Ivorian government, rebels thrash out peace accord

By John Zodzi
LOME, Jan 13 (Reuters) - Delegates from Ivory Coast's government and rebel groups gathered in Togo on Monday to sign an accord to try to end nearly two months of fighting in the west of the country.

The western rebels launched their revolt in November, two months after another rebel force took control of mainly Muslim northern Ivory Coast following a failed coup attempt. Hundreds have died in the fighting since mid-September and over 600,000 have fled their homes.

"We came to Lome with the aim of signing an agreement. ECOWAS (the Economic Community of West African States) has just made a proposal that we have accepted and we expect the government to similarly show good faith," said Felix Doh, leader of the Ivorian Popular Movement of the Far West (MPIGO).

The northern Patriotic Movement of Ivory Coast (MPCI) signed a ceasefire last month, but no such agreement has been reached with either of the groups in the cocoa-rich west, the MPIGO and the Movement for Justice and Peace (MJP).

The two groups say they were provoked into rebellion by the killing of former military ruler General Robert Guei, a westerner, by government forces in September.

Sources at the talks said there has been much haggling over the wording of the planned accord, with rebels insisting on a "truce" and the government on a fully fledged ceasefire. The ECOWAS mediators and France have been trying to broker a compromise.

Togolese President Gnassingbe Eyadema is due to meet the Ivorian delegates later on Monday, after attending an annual military parade in honour of his coming to power in a 1967 coup.

The fighting in Ivory Coast, the world's largest cocoa producer, has ruined the country's chances of regaining a reputation it once held as an island of stability in a turbulent region.

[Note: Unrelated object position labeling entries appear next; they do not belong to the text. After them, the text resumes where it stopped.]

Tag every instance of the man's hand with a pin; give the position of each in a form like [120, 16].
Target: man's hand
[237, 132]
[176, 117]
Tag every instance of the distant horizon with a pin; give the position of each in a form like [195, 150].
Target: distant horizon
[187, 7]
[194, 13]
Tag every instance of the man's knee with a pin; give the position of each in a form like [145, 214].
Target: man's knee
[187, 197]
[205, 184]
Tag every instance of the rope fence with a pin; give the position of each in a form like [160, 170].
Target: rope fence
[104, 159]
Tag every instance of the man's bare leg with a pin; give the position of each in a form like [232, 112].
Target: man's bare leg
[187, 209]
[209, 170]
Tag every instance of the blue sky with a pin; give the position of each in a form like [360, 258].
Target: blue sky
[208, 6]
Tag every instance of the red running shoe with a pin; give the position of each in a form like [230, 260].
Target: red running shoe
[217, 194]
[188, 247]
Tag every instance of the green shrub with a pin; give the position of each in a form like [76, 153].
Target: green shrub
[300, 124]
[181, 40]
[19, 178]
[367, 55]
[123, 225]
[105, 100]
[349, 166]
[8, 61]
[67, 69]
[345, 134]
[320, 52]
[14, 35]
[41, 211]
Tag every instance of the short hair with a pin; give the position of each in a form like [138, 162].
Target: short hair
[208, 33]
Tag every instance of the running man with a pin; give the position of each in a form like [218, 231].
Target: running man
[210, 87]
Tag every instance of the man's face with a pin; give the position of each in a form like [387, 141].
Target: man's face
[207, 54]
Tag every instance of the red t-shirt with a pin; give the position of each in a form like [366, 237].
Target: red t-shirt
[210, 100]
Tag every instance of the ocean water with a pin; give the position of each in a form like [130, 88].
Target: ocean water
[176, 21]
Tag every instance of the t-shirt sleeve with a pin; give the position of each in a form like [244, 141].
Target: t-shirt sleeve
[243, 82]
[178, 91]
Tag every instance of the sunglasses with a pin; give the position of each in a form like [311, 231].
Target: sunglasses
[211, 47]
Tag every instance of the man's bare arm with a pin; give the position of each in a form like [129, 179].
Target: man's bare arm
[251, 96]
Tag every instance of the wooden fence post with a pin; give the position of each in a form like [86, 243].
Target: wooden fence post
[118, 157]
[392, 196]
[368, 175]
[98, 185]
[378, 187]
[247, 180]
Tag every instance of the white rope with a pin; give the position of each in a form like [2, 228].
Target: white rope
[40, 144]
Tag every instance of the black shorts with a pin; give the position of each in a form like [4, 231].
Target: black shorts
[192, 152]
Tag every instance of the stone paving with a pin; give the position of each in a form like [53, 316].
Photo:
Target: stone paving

Since its first ever coup d'etat in 1999, Ivory Coast has been rocked by a series of military revolts and political clashes, but the latest crisis is by far the most serious.

FRANCE PRESSURES REBELS

Western diplomats said France exerted pressure on the western rebel factions to make sure they came to Lome, allowing a more auspicious start for the Paris talks involving rebels, government officials and political parties.

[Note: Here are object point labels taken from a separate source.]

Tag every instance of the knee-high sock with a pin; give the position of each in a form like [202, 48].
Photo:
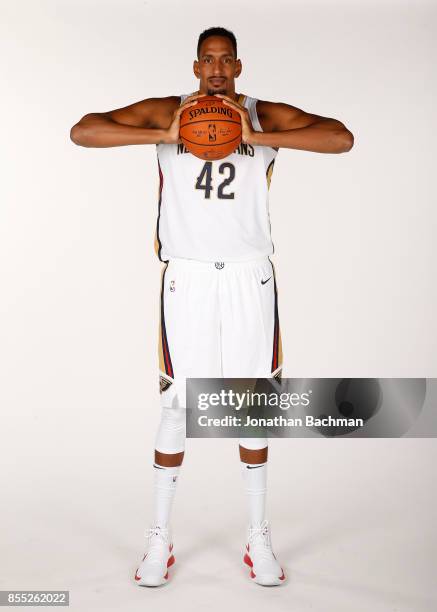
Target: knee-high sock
[255, 480]
[164, 488]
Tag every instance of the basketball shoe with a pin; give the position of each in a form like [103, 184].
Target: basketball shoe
[153, 569]
[264, 567]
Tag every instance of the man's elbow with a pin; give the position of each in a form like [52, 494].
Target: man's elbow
[345, 141]
[80, 132]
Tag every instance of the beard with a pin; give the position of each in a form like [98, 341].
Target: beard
[212, 92]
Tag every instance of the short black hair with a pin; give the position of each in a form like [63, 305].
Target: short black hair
[217, 31]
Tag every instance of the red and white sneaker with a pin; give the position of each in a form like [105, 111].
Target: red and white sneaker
[264, 567]
[153, 569]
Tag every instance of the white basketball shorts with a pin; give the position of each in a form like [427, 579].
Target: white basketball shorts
[218, 320]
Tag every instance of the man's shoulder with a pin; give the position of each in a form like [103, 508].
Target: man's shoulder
[266, 112]
[160, 110]
[273, 115]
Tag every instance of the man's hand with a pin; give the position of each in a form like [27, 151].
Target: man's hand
[171, 135]
[247, 130]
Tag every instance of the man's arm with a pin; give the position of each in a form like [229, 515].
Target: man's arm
[290, 127]
[151, 121]
[293, 128]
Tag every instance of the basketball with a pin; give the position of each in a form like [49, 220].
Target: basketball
[210, 129]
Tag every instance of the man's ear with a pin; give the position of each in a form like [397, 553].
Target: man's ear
[238, 68]
[196, 69]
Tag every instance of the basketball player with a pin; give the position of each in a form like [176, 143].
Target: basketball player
[219, 308]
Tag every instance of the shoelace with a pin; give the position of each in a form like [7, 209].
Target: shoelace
[259, 538]
[158, 538]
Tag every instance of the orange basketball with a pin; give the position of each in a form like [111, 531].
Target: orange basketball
[210, 129]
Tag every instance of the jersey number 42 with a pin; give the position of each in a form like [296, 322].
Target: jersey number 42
[204, 180]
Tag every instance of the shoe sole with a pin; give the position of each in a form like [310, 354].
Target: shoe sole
[160, 581]
[263, 580]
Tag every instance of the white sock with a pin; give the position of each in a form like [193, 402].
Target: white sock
[255, 480]
[165, 486]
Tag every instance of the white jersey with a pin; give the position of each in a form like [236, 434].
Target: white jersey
[215, 210]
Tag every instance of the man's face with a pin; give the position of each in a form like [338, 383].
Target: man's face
[217, 66]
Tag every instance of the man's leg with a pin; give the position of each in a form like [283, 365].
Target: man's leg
[251, 344]
[189, 346]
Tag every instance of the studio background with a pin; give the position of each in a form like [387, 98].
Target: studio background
[352, 520]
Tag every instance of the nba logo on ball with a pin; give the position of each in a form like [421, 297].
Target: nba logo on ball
[211, 132]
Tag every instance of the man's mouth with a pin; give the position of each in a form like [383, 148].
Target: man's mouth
[217, 81]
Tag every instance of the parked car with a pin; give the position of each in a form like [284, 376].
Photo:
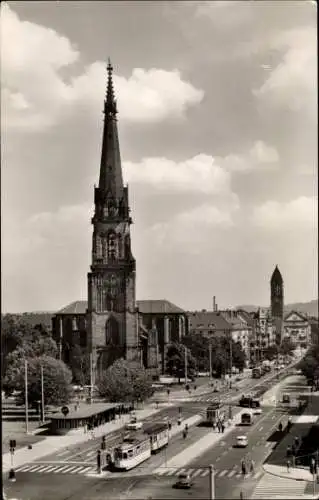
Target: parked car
[134, 425]
[241, 442]
[183, 482]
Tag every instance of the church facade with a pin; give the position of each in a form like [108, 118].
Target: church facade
[111, 324]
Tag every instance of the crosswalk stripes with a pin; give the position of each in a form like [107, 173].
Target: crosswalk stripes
[57, 468]
[271, 486]
[202, 472]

France has committed a 2,500-strong force to Ivory Coast in its biggest African intervention since the 1980s to stop the crisis spiralling out of control in a country where it has big business interests and up to 20,000 citizens.

But there are few signs of compromise between President Laurent Gbagbo's government and rebels ahead of talks.

"There is nothing to negotiate with Gbagbo because Gbagbo does not respect his word," said Louis Dacoury-Tabley, a Paris-based leader of the MPCI, which signed its ceasefire after failing to make serious inroads into the mostly Christian south.

All three rebel groups are united in their desire to see the back of Gbagbo, who was elected in disputed polls in 2000, and they want new elections.

Gbagbo has said he will not go, proposing instead a national unity government and amnesty for the rebels.

The western groups have said they will take part in the Paris peace talks despite announcing on Friday that they were pulling out after attacks by loyalists backed by foreign mercenaries and helicopter gunships.

The army said on Sunday that it had frozen its positions in the west as long it was not provoked by the rebels.